Contents

Event Threat Enrichment using Logstash and Minemeld

At my work we use the Elastic Stack for quite a few things, but one of the more recent-ish “official” roles is as our SIEM. Elastic introduced SIEM specific funcationality to Kibana a few releases ago, around 7.4 if I rembember correctly.

One of the features that the Elastic Stack doesn’t really support well (yet) is an enrichment system. They did introduce an elasticsearch side enrichment system in 7.5, but in my opinionn theres a few problems with it:

  • It runs inside ElasticSeach using ES pipelines, which are harder to design and operate than something Logstash side, as wellas not quite being as flexible I’d like.
  • As it runs in ES ingest nodes, it has a license cost impact
  • The processors available have some limitations, such as no support for range queries currently, which is important in the use case I’ll be writing about here.

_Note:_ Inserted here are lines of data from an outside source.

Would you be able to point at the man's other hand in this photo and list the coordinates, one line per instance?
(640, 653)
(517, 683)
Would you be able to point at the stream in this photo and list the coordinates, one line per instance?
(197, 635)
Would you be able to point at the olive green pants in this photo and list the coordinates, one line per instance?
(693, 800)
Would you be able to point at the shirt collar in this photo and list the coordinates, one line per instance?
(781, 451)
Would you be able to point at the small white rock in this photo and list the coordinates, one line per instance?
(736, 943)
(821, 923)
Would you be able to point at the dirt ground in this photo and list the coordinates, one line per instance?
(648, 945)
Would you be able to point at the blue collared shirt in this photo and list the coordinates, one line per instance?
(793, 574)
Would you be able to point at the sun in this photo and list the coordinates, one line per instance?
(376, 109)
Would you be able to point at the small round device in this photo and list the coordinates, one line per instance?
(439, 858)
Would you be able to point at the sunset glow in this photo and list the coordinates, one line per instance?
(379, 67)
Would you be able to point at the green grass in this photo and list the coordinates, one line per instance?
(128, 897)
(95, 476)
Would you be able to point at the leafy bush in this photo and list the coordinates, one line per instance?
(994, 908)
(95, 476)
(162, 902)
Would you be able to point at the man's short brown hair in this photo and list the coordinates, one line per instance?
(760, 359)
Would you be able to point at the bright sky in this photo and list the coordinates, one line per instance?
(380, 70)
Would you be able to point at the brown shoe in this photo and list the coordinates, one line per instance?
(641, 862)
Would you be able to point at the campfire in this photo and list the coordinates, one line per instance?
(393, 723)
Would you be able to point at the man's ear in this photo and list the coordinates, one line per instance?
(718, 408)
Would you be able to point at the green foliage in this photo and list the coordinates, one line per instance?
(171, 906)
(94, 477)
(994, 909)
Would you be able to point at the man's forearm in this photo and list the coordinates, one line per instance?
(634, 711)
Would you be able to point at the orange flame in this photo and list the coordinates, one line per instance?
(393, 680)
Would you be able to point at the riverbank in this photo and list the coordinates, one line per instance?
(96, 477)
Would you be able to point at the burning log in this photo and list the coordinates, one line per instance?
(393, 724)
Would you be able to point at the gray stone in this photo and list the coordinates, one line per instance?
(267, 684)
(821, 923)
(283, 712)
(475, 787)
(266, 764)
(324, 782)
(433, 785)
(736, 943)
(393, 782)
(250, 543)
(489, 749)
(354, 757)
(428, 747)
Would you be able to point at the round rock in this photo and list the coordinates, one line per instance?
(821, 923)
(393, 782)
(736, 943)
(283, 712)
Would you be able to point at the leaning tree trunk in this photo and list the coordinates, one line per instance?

One of the requirements I have for our SIEM is to be able to identify events coming from “known risky IPs”. Those risky IPs could be known botnets, spam sources, tor exit nodes, or anything else that you or threat intelligence providers/feeds classify as a risk.

After much research I settled on the approach I’ll detail below.

First I needed a way of collecting threat feeds in such a way that they’d be useable by the SIEM. For this I settled on using Minemeld, a product by Palo Alto networks, as they describe it “an open-source application that streamlines the aggregation, enforcement and sharing of threat intelligence”.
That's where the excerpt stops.